Postumia. Il vecchio confine era vicino. Sembrò che il treno dovesse restar fermo per qualche ora. Con Zorzi uscii di Stazione e ci avviammo alla ricerca dell’entrata delle famose Grotte. Volevamo vederne almeno l’esterno. Eravamo senza bustina e senza cinturone, disarmati quindi. Ci colpì il silenzio che regnava dovunque. Notammo che i lampioni (non era ancora scuro del tutto) erano accesi. Non un’anima viva per le strade. Passò una ronda di un Maresciallo e due Carabinieri con armi automatiche (se ben ricordo) e moschetti. Il Maresciallo ci guardò con faccia scura, ma non disse nulla. Che diavolo aveva? Tirammo avanti incuranti. Non trovammo nessuno: volevamo battere a qualche uscio per chiedere informazioni, ma poi lasciammo andare e riprendemmo la via della stazione. Ecco all’improvviso fucileria, raffiche di mitraglia e scoppi violenti. Ma bene! Che fossero i ribelli? Dovevano essere proprio i ribelli. Ma come mai quegli scoppi? Cannoni? Impossibile. Seppi poi che erano mortai. Presso la stazione vedemmo un fascista che passava di corsa con un mitragliatore, curvo, fermandosi alla cantonata; era in borghese, con la sola camicia nera. La cosa diveniva emozionante; alle scariche, vicine, succedevano pause di silenzio.
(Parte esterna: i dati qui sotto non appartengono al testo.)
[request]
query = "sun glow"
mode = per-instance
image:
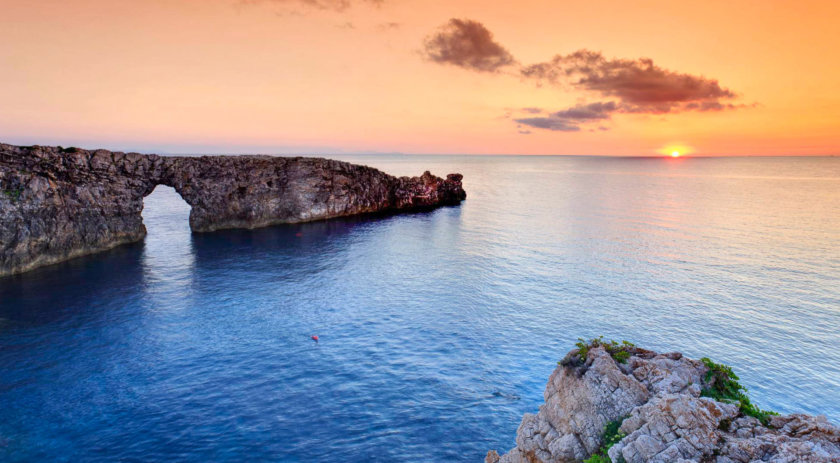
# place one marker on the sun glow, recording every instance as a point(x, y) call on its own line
point(675, 150)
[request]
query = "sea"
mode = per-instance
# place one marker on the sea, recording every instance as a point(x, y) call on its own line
point(436, 330)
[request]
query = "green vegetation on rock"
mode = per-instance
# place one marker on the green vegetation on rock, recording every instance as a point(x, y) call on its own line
point(723, 385)
point(14, 195)
point(612, 435)
point(620, 351)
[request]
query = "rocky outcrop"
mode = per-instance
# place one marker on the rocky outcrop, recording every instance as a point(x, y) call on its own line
point(657, 399)
point(56, 204)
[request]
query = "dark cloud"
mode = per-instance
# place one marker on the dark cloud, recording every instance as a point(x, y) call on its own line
point(640, 85)
point(571, 119)
point(337, 5)
point(632, 85)
point(467, 44)
point(389, 26)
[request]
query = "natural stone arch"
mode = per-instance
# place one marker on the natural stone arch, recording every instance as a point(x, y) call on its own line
point(59, 204)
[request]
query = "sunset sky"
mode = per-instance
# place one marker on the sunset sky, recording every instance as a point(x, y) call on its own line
point(329, 76)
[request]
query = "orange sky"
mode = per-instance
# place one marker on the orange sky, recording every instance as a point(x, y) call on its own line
point(279, 76)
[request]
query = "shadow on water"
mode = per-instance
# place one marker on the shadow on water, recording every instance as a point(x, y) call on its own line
point(67, 289)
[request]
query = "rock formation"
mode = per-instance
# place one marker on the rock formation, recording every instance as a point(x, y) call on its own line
point(657, 399)
point(56, 204)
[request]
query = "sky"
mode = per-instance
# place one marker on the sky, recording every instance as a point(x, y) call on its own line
point(736, 77)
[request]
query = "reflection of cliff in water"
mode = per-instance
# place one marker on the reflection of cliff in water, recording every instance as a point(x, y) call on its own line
point(61, 292)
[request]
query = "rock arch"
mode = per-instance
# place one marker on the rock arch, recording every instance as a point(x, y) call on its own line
point(56, 204)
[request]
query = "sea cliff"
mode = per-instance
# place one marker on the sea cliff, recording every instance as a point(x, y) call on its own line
point(57, 204)
point(615, 402)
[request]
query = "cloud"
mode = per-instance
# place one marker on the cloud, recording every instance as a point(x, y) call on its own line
point(467, 44)
point(633, 86)
point(640, 85)
point(571, 119)
point(388, 26)
point(336, 5)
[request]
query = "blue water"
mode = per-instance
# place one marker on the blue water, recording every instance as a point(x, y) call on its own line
point(437, 330)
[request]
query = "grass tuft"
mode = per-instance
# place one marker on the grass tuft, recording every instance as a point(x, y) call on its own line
point(612, 435)
point(722, 384)
point(620, 351)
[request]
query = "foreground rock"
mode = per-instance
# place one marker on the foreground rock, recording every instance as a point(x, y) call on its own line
point(657, 399)
point(58, 204)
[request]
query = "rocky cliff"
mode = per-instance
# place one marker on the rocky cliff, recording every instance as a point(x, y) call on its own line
point(612, 402)
point(56, 204)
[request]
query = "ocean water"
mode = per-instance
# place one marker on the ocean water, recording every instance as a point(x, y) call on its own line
point(438, 330)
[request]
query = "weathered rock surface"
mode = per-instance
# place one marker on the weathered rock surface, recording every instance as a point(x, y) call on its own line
point(58, 204)
point(665, 419)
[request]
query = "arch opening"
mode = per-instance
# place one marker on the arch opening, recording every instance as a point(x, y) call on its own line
point(168, 247)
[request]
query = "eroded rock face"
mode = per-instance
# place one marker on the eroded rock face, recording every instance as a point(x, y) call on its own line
point(58, 204)
point(664, 418)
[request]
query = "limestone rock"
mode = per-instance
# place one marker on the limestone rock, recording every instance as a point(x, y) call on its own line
point(58, 204)
point(657, 399)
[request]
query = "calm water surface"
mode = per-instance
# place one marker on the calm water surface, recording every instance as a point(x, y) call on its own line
point(438, 330)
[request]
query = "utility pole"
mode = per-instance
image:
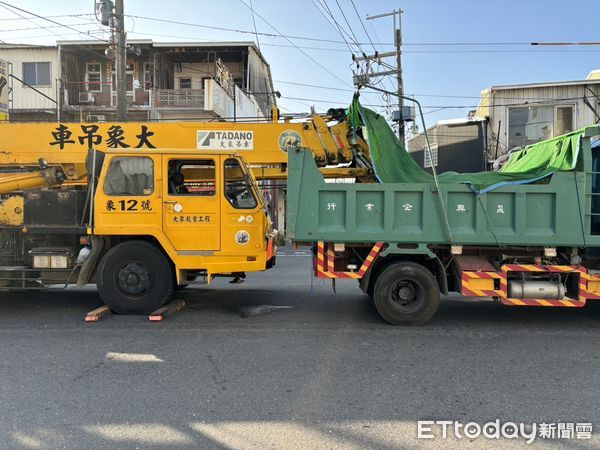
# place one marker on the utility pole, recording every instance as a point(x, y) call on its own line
point(364, 79)
point(117, 49)
point(121, 61)
point(398, 41)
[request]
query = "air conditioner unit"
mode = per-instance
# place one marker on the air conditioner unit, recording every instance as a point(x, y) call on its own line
point(86, 97)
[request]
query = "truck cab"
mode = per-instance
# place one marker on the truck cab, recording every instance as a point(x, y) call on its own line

In stazione un certo tumulto, soldati di varie armi, Carabinieri, camicie nere. Si seppe che poco più giù, dove il treno era da poco passato, un Sergente era rimasto ferito a una gamba. Era laggiù che si sparava. Una locomotiva partì a prendere il ferito. Sapemmo che il giorno prima era rimasto ucciso un Tenente dei Bersaglieri.”